15 min prep time, 35 min baking time, serves 8 people
A classic dessert recipe that you can’t go wrong with is Chocolate Cake! This cake uses cocoa powder to give it a consistent chocolatey flavor throughout. On top of that, it stays moist for a good 4-5 days, making it a great dessert to have leftovers of. Whether you eat it plain, dust it with powdered sugar, frost with chocolate ganache, or decorate with nuts or berries, it is truly perfect!
- 3 eggs
- 100 g chocolate
- 2 cups all purpose flour
- 1 cup sugar
- 1 cup sour cream
- 1/2 cup unsweetened cocoa powder
- 1/2 cup vegetable oil
- 1/2 cup almonds, sliced
- 1/2 cup heavy cream
- 1 tbsp baking powder
- 1 tbsp vanilla extract
- 1 tsp baking soda
- Preheat the oven to 350°F/180°C.
- In a bowl, combine the flour, cocoa powder, baking powder, and baking soda.

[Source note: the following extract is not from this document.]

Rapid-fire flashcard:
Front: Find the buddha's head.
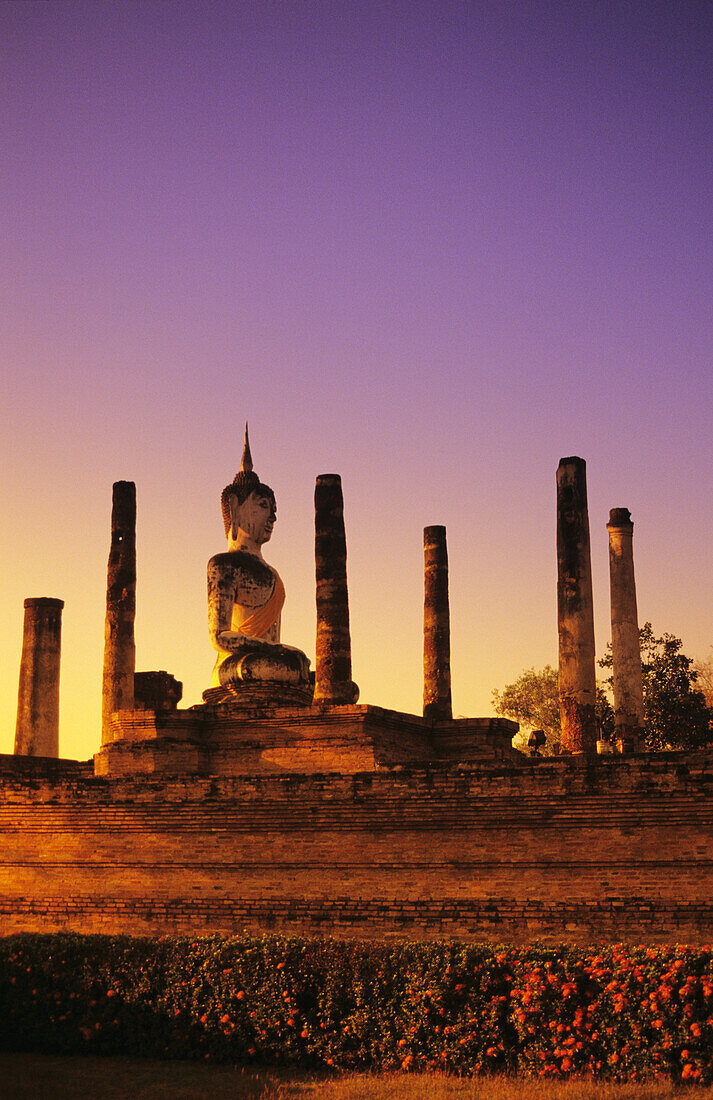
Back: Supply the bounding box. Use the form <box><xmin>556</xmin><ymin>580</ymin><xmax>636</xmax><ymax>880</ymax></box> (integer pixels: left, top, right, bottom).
<box><xmin>221</xmin><ymin>427</ymin><xmax>277</xmax><ymax>548</ymax></box>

- In another bowl, mix the eggs, sugar, sour cream, vegetable oil, and vanilla extract. Whisk it all together until it is a smooth consistency.

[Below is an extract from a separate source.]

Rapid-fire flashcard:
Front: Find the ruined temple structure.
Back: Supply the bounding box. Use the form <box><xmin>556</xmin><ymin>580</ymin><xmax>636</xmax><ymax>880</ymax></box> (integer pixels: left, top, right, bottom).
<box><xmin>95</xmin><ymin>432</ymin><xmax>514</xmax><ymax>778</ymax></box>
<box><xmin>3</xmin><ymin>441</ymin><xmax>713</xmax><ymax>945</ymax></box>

- Combine the dry ingredients from the first bowl to the egg mixture in the second bowl. Mix well into a batter. Add 1/4 cup of the sliced almonds to the batter.

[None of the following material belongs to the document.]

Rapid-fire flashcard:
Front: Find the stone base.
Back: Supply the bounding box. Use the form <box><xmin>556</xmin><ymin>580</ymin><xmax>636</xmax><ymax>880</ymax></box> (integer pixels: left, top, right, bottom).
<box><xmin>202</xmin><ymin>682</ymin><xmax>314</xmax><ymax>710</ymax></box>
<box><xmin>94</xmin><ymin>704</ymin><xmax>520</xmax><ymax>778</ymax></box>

- Transfer the batter to a greased cake pan and place it into a preheated oven to bake for 35 minutes.
- Check the readiness of the chocolate cake with a toothpick. If the toothpick comes out with no batter after poking it, remove it from the oven and let it cool for 25 minutes.
- Place the heavy cream into a separate bowl and warm it up in the microwave for 1 minute. Add the chocolate to the warm heavy cream and mix it, leaving it to melt after. For this recipe we used chocolate chips.
- Pour the chocolate and heavy cream mixture over the cake. Finish up by decorating with the remaining almond slices and strawberries.